Com um passo apressado dirigiram-se para a clareira onde tinha a pedra grande. Deram as mãos, tocaram nas pedras dos seus colares, fecharam os olhos e... nada aconteceu. Estavam desconcentrados, tentaram várias vezes até que desesperados se deixaram cair no chão.

“Para onde iremos?”, perguntou Laiane, recomeçando novamente a chorar. “Vamos a casa do teu pai”, respondeu Michel. “Não, ele mata-te. Ele disse que te matava”, desesperava a princesa. “Já estamos casados, minha querida, pelas leis dele, por um sacerdote da vossa religião, ele tem de aceitar”.

“Ele nunca me irá perdoar por ter casado contigo. Tu és um mudador de histórias. Tens-nos cativos nas tuas prisões de papel. Ele nunca vai aceitar”, replicou Laiane desesperada. “Eu tenho livros... para nós significa amor e liberdade”, retorquiu Michel.

“O poder de viver as nossas vidas”, interrompeu-o ela tristemente, “de rasgar uma folha e acabar com parte da nossa história, de pegar numa caneta e reescrever as nossas vidas.” “Não, eu não sou assim. Eu amo os meus livros, eu protejo as vossas vidas, as vossas histórias. Viste a minha biblioteca. Os livros não são prisões de papel, são vida. São as folhas que vos dão vida. Sem elas vocês não existiriam.”

Ouviram um resfolegar de cavalos e pensaram em fugir mas não foram a tempo. Homens armados agarraram-nos e conduziram-nos amarrados. Eram os cavaleiros do rei, quanto chegaram ao castelo foram levados para o salão principal, onde se encontravam o rei e a rainha, sentados nos seus tronos. Pareciam de pedra.
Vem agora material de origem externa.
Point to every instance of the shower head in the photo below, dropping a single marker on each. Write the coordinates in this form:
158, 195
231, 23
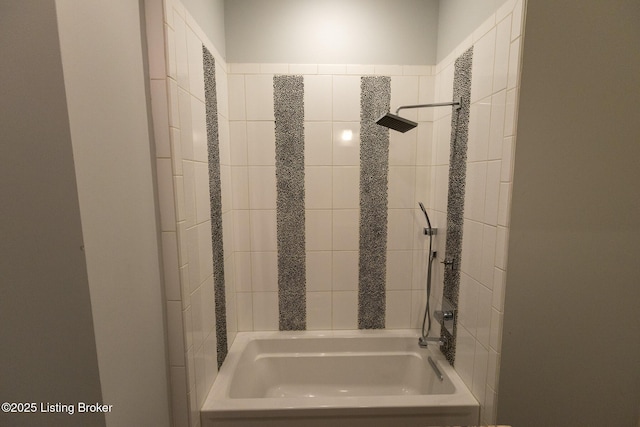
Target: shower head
395, 122
400, 124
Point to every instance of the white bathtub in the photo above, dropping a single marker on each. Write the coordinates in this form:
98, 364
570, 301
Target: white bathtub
336, 378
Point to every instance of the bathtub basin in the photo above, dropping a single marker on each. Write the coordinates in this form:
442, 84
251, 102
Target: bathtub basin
336, 378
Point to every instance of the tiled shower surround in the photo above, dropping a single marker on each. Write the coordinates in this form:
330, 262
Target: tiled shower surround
418, 164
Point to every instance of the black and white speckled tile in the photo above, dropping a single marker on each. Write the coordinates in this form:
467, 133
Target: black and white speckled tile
288, 93
455, 201
215, 189
375, 97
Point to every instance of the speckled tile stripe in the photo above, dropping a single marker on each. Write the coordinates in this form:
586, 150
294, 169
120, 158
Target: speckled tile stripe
375, 97
455, 201
213, 148
288, 97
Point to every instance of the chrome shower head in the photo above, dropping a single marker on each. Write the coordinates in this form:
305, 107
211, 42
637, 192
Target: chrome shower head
395, 122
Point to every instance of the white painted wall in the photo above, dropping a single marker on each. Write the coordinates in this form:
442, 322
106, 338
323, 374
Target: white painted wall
458, 18
102, 59
570, 347
332, 31
48, 345
209, 14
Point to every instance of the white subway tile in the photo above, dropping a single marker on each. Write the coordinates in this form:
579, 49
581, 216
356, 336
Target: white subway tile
222, 91
501, 60
182, 56
244, 304
504, 204
480, 372
488, 255
483, 324
492, 195
319, 271
176, 151
426, 95
496, 132
514, 64
345, 229
199, 130
173, 103
261, 143
501, 247
201, 179
160, 112
318, 187
242, 270
359, 69
175, 333
318, 310
388, 70
468, 303
475, 191
345, 310
401, 187
166, 195
405, 91
400, 229
238, 142
170, 266
346, 98
264, 271
516, 27
346, 143
196, 70
317, 225
495, 338
346, 187
332, 69
237, 105
398, 310
472, 249
241, 232
402, 148
318, 101
425, 144
318, 143
345, 270
499, 277
179, 403
510, 113
263, 230
274, 68
303, 68
186, 133
482, 67
262, 187
205, 251
479, 126
465, 355
240, 187
265, 311
259, 97
399, 270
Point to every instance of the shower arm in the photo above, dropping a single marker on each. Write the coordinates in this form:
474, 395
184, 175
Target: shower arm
455, 103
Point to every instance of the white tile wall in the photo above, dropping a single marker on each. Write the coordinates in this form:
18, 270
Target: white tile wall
418, 172
177, 88
491, 146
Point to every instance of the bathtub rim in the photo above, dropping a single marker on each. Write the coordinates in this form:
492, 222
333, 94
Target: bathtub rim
218, 404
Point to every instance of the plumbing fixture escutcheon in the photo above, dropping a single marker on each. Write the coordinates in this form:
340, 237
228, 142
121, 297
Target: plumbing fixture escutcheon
447, 316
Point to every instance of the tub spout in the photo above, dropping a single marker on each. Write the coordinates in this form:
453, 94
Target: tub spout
424, 341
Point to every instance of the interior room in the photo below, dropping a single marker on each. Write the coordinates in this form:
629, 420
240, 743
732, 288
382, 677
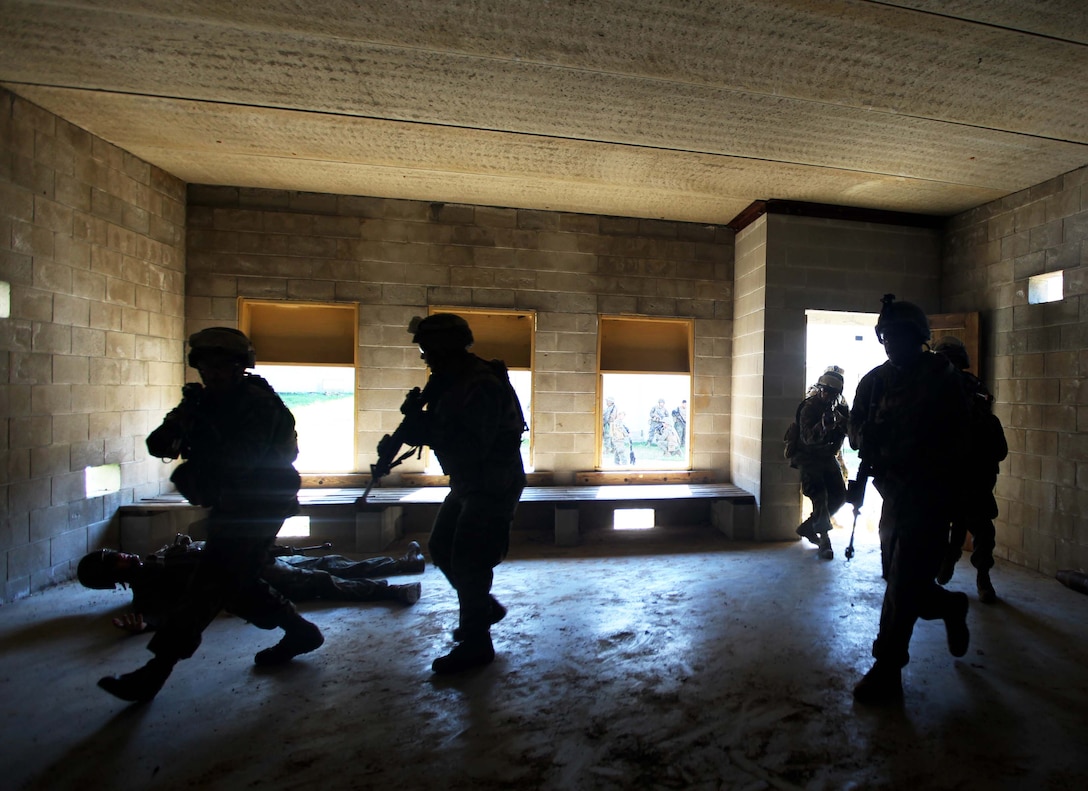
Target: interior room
630, 202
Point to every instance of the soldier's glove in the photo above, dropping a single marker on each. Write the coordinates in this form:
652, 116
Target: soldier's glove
413, 429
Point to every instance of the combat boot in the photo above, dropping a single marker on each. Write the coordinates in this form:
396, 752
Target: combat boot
805, 530
881, 684
472, 652
497, 613
139, 686
411, 561
300, 637
986, 592
955, 623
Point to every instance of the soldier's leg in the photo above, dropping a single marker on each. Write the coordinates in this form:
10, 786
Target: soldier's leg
481, 542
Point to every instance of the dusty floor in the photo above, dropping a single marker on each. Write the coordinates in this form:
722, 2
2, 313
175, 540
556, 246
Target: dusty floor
629, 662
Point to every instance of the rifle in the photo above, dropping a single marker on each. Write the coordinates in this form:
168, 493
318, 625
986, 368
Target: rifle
855, 495
280, 551
390, 445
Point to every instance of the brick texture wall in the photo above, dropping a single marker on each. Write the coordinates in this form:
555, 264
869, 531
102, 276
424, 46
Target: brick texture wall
1035, 360
395, 258
91, 246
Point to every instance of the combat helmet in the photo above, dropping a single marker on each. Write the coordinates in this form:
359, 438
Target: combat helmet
221, 341
444, 330
904, 314
831, 379
953, 348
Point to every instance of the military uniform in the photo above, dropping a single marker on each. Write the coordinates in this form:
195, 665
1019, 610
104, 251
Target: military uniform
909, 421
910, 425
473, 423
474, 429
239, 450
977, 507
161, 581
821, 422
238, 443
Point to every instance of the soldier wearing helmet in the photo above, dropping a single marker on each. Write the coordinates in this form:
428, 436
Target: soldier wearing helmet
977, 508
909, 420
821, 420
473, 423
238, 444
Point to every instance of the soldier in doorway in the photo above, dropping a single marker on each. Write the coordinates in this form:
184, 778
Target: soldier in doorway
821, 421
977, 507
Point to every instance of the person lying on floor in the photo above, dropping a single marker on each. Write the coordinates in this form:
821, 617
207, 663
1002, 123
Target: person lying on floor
159, 580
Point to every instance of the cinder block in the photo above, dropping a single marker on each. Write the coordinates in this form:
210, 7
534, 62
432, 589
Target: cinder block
566, 524
376, 530
147, 531
737, 520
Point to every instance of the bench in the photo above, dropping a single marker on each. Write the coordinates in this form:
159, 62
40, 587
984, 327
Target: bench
340, 515
732, 509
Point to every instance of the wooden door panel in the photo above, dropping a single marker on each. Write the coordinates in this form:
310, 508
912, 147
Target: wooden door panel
963, 326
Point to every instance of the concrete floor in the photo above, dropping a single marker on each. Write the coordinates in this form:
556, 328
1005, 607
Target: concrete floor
679, 660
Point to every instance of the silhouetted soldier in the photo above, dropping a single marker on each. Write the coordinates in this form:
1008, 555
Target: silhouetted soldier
909, 420
239, 444
473, 422
160, 580
987, 448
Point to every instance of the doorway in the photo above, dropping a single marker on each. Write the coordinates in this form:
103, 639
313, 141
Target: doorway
850, 342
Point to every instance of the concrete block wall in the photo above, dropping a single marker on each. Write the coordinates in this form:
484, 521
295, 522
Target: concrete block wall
1035, 360
395, 258
814, 263
750, 342
91, 245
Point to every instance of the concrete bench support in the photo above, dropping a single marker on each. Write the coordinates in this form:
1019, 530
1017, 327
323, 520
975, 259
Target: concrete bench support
374, 530
736, 518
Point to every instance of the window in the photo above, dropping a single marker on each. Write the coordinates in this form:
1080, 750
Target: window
307, 351
507, 336
1046, 288
644, 394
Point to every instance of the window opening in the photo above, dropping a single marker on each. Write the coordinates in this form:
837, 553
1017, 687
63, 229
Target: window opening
322, 400
101, 480
307, 353
645, 390
849, 341
508, 336
296, 527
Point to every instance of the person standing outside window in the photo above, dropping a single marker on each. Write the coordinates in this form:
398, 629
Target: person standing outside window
823, 419
909, 421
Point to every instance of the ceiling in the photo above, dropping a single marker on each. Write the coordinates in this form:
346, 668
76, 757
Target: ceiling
681, 110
“Agora não nos podem manter separados, somos casados”, disse Michel, com a cabeça erguida. “Que provas existem desse matrimónio?”, questionou o rei com desprezo. “Todo o meu povo assistiu, e algum do seu também e o seu sacerdote abençoou a nossa união.” “Irei ter uma palavrinha com ele”, a seguir soltou uma gargalhada dolorosa exclamando: “e agora, onde vão viver? Ela não pode sair do meu reino. Ela morrerá.” “Eu posso ficar aqui. Eu abdico de tudo... só para ficar com ela”, afirmou Michel, segurando a mão de Laiane.

“Não podes”, gritou o rei. Chamou os guardas, “tirem este homem daqui. Levem-no. Ele tem de sair do meu reino. JÁ.” Os guardas começaram a arrastar Michel até que Laiane disse com ar desafiador: “os colares não funcionam, tentamos voltar mas não conseguimos O rei perdeu toda a sua cor, sentou-se devagar e exclamou: “mentes, não é possível.” “É verdade...vamos à clareira e assim verá.” A rainha encostou-se ao trono, escondeu o rosto nas mãos e chorou. “Vamos lá”, disse o rei. “Tragam-nos”, ordenou aos guardas, “e chamem o mago e os conselheiros.”

Reuniram-se todos na clareira à volta da grande pedra, e o jovem casal tentou inúmeras vezes regressar ao reino de Michel. O mago fez feitiços, os conselheiros tentaram à vez e até o próprio rei experimentou. Nada funcionou. O príncipe não conseguia regressar. “Estamos perdidos”, exclamou o rei, “temos de arranjar uma forma. Descubram uma maneira dele regressar. JÁ.”